You can’t teach an old cat new tricks, or really any trick
Cats are pretty much worthless little creatures. They do nothing but order you around. Down here in Oklahoma City my mother has an enclosed backyard so she thought it would be nice if the cats could go outside and play, free of predators and cars. We decided that we would put a cat door inside the storm door so we could keep in the cool air but still allow them hypothetical freedom. The door cat door went in two weeks ago and the cats absolutely refused to use it. In fact they suddenly developed a fear of the outdoors because it involves the cat door. One cat got so angry about the door that she peed on a rug…great animals huh? To solve this issue my mother and I decided we needed to “teach” the cats how to use the door. I am under the impression that cats do not need to be taught anything and simply delight in you making a fool of yourself attempting to show them how to do something. If they really wanted to do it they would. Anyway we started just by showing them the door mechanism. This process involved me sitting next to the door and pushing on it so they could see it opened and closed. Pretty simple, not impressive, they didn’t care. My mother then decided we should show the cats that things can go in and out of the door…so I crawled through the door. That freaked them out and made me feel mildly ridiculous (although I have been known to climb through animal doors when I forget my key, be forewarned). Lastly we just grabbed the cats and started shoving them through. My mom sat on one side and I sat on the other and we just handed them off to each other. The cats got no joy out of this and my forearms look like I’ve started cutting. Last week I got home from work and opened the door to let the cat out, as has become the tradition since the very expensive cat door was a useless investment. Thirty minutes later I got up to let her back in only to discover her in the living room lying on the fireplace. She used the door! I did a dance and everything. However the cat refuses to show me she knows how to use the door, she wants me to think she won’t use it so that I will continue to let her out (she hates the door hitting her nose). Cats are smart; humans are dumb; I’m returning to St. Louis with one less cat. Who’s the winner now?
The Motion Sensor
My mother went on a short weekend trip to Ohio and left me a list of things to do while she was gone. Since I am staying here free of charge I can at least do some manual labor to earn my keep. The first thing on the list was “fix motion sensor light”. My mother’s house here in Oklahoma was previously owned by some super paranoid individuals. There are can spot lights that run across the front of the house and two different sets of motion detectors in the back. If there is even the smallest breeze rustling the tiniest branch our backyard lights up as if Cher just walked on stage. One of the sensors was “out” and my mother figured as long as it’s there we ought to have it working. I went to Home Depot and bought the very strange light-bulbs for the light and set out to replace them. One would consider screwing in a light-bulb one of the simplest of home improvement tasks no? I am well trained in the art of replacing a bulb so I grabbed the ladder and set it up under the sensor. There is no way to turn “off” a motion light or so I’ve come to believe. I slipped in the first bulb and fell off the ladder. No, I’m not that clumsy. Motion sensor lights are bright and incredibly hot; I had popped in the new bulb with my face 2 inches from the light and basically blinded myself when it flipped on. I spent the next 20 minutes changing the other two bulbs with sunglasses and oven mitts (please no “female” jokes). It’s done…don’t make fun if I got it done.

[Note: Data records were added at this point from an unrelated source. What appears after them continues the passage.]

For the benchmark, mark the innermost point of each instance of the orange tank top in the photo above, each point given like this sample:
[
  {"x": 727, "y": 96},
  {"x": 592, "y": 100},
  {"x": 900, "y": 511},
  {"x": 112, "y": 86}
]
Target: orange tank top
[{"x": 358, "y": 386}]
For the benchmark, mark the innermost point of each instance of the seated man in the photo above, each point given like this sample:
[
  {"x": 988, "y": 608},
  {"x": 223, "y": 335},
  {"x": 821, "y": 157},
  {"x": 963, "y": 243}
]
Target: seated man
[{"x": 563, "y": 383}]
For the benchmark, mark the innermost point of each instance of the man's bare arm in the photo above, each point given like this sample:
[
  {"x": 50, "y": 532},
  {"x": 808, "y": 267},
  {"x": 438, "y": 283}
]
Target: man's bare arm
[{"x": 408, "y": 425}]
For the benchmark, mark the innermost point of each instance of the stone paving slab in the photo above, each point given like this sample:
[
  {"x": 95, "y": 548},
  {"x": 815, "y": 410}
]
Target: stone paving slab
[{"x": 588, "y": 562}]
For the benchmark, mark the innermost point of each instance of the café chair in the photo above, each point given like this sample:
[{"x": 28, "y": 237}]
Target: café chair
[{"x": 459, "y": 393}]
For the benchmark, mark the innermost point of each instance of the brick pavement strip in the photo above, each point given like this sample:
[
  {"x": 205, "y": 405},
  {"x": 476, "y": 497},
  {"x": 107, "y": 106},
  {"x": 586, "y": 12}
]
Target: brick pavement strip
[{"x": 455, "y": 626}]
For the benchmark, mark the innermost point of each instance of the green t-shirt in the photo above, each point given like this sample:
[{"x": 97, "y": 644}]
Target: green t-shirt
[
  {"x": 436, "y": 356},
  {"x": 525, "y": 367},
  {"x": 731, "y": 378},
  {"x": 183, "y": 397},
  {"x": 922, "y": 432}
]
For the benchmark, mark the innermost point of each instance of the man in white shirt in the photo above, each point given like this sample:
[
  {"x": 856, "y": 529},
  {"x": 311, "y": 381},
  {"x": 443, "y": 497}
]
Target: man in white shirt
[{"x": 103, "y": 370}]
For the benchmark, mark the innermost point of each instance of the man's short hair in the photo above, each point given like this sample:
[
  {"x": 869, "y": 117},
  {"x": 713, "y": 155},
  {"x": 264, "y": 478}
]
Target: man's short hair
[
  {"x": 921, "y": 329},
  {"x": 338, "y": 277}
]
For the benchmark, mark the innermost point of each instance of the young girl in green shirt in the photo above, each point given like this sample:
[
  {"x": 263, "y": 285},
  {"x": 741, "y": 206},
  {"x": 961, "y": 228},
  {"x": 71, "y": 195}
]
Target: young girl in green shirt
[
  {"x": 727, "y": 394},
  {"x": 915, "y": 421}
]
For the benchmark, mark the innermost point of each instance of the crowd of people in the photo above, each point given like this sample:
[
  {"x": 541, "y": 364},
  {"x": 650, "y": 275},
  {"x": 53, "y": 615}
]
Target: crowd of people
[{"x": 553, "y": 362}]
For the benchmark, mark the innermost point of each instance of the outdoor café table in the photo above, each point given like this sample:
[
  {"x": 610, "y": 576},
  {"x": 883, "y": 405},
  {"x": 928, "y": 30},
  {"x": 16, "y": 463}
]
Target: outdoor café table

Only in Oklahoma…and maybe Arkansas
Last week the health institution I work at went out to lunch to celebrate the completion of a grant. Where do people who work in public health go for lunch? Panera? Subway? Whole Foods? No, try Roosters. Roosters is down in Bricktown, a thriving section of downtown Oklahoma City where the minor league ball field is and various other nightclubs and bars. Roosters, as I come to understand, sells fried chicken…only fried chicken. Oh wait, I lied, it sells fried pickles and fried okra too. Now I’m not a health freak, far from it, but I think if I’m wearing my department ID (intern ID for the department prom…I’m really glad nobody seems to care how outdated it is) I should set a good example. How can we expect others to be willing to live healthy lifestyles if the most recognizable health institution in the area goes out to eat at the local fried chicken joint? I don’t judge, I’m terrible too but we need to learn. I guess I just need to try and get my “coworkers” to walk the talk. If an individual is trying to tell me to join a diabetes program or participate in a wellness program and they are clearly overweight/unhealthy what kind of impact is that program going to have? You wouldn’t take financial advice from your plumber would you?